How is a micelle different from a liposome?
Phospholipids serve a major function in the cells of all organisms: they form the phospholipid membranes that surround the cell
and also form around intracellular organelles such as the mitochondria. The cell membrane is a fluid, semi-permeable bilayer that
separates the cell's contents from the environment. The animation below the micelle formation is an illustration of how the micelle
layer forms the cell membrane. Remember that the cell is a sphere (3D), so all components are entirely surrounded by the cell
membrane.
The membrane is fluid at physiological temperatures and allows cells to change shape due to physical constraints or changing
cellular volumes. The phospholipid membrane allows free diffusion of some small molecules such as oxygen, carbon dioxide, and
small hydrocarbons, but not charged ions, polar molecules or other larger molecules such as glucose. This semi-permeable nature of
the membrane allows the cell to maintain the composition of the cytoplasm independent of the external environment.
5.
Read both paragraphs above.
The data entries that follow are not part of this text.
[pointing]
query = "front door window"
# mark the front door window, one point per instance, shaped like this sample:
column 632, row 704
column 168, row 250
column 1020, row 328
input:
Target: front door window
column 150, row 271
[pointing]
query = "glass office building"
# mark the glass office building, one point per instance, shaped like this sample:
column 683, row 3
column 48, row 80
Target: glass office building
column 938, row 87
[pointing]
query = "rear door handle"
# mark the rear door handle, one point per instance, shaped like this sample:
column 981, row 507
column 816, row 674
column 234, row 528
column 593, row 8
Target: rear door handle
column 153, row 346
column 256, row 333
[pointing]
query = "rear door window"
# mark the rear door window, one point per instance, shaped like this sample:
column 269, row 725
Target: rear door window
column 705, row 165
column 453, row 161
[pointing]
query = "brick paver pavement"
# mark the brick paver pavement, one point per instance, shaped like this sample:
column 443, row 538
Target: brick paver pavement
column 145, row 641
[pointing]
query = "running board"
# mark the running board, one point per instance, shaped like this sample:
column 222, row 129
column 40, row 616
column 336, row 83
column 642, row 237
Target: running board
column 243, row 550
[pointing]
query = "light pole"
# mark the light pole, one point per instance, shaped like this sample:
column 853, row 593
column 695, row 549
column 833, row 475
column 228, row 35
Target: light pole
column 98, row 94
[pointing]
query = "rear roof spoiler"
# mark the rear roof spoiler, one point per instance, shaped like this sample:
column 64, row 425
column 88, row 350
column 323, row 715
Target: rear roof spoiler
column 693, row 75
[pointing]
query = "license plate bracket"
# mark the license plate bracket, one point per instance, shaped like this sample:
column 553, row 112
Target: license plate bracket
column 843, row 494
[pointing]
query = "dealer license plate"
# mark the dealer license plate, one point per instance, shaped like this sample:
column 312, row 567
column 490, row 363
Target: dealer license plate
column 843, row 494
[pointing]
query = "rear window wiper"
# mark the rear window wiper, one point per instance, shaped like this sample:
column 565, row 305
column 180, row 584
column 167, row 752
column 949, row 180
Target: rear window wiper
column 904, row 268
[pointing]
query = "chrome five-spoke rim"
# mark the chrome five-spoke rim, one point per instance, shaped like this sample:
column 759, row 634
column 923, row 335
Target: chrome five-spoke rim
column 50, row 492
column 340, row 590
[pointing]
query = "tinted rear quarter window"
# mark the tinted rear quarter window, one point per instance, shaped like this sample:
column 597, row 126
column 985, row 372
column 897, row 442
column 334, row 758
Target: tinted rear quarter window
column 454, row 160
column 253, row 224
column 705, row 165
Then write 2-3 sentences explaining the purpose of the phospholipid membrane.
Steroids
The steroids are a family of lipids based on a molecule with four fused carbon rings. This family includes many hormones and
cholesterol. Cholesterol is a component of the cell membrane in animals and functions to moderate membrane fluidity because it
restricts the motion of the fatty acid tails.
6.
Draw a picture of a cell membrane that includes phospholipids, cholesterol. What is the purpose of cholesterol in the cell
membrane?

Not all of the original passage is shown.